Tanpa menghiraukan permintaan Tasuku agar aku menjauh, aku menghambur kearahnya,
memeluk punggung yang lemah itu,
“aku mencintai Tasuku” “Aku mencintaimu…” “Mencintaimu…”
“Sangat mencintaimu…” tidak ada yang bisa kulakukan untuk menghiburnya, aku hanya mampu membisikkan kata kata itu, kata yang mewakili perasaanku saat ini.
“jangan…”aku mendengarnya meminta sekali lagi…
“aku tidak membutuhkanmu disini”
“tidak mau!” ujarku berkeras, “aku akan tetap disini,bersama Tasuku…!”
Tasuku membenturkan tangannya yang berdarah ke dinding beton, tembok putih itu ternoda dan darah mengalir deras dari lukanya,
“pergi!” ia membalikkan tubuhnya menghadap ku. “sebelum aku menyakitimu…”

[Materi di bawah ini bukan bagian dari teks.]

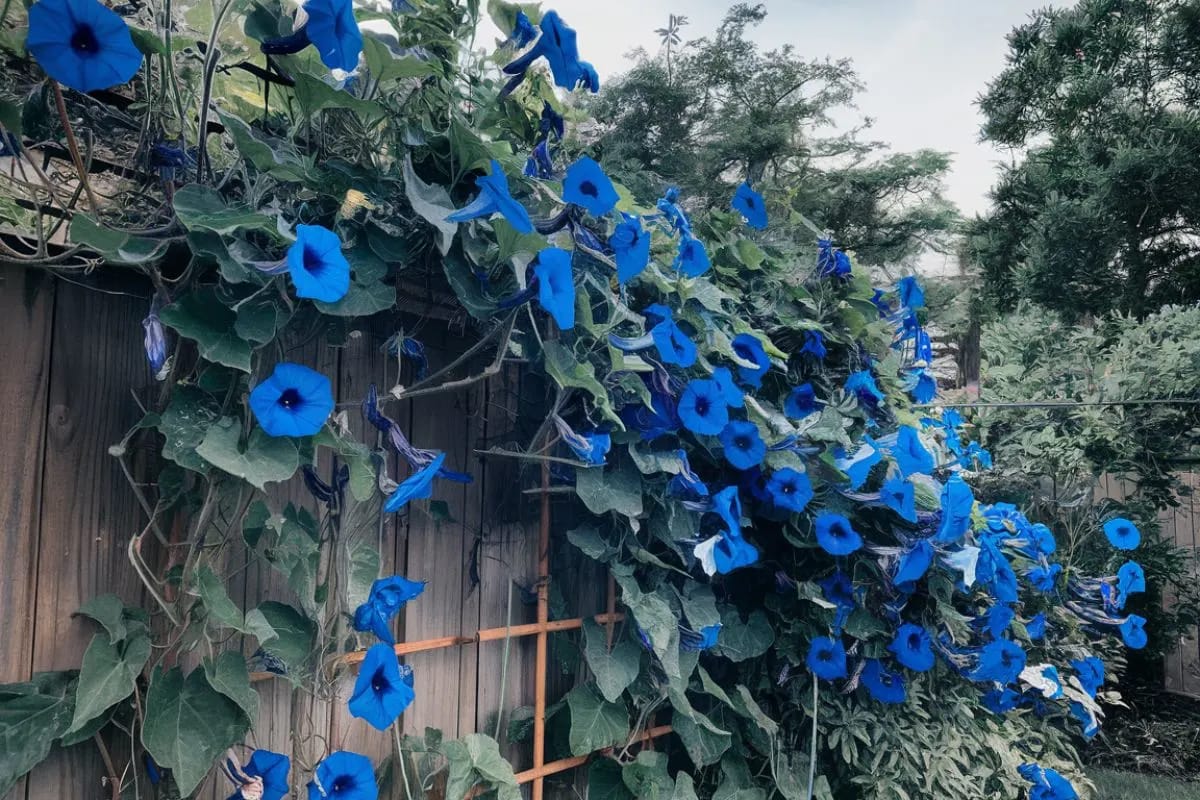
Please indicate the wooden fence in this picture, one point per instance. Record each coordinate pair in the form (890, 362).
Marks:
(72, 370)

Kini aku tahu apa yang membuatnya memecahkan cermin barusan,
dari pantulan cahaya bulan yang menembus tirai jendela yang terbuka,
aku dapat melihat dengan jelas, mata yang saat itu sedang menatapku.
Bukan mata berwarna biru langit yang selama ini jadi tempatku berteduh,sesuatu yang apabila aku memperhatikannya,maka aku akan selalu menemukan tempatku pulang disana. bukan mata yang memiliki kilau sehangat laut musim panas yang selalu menatapku dengan pandangan seperti sedang jatuh cinta.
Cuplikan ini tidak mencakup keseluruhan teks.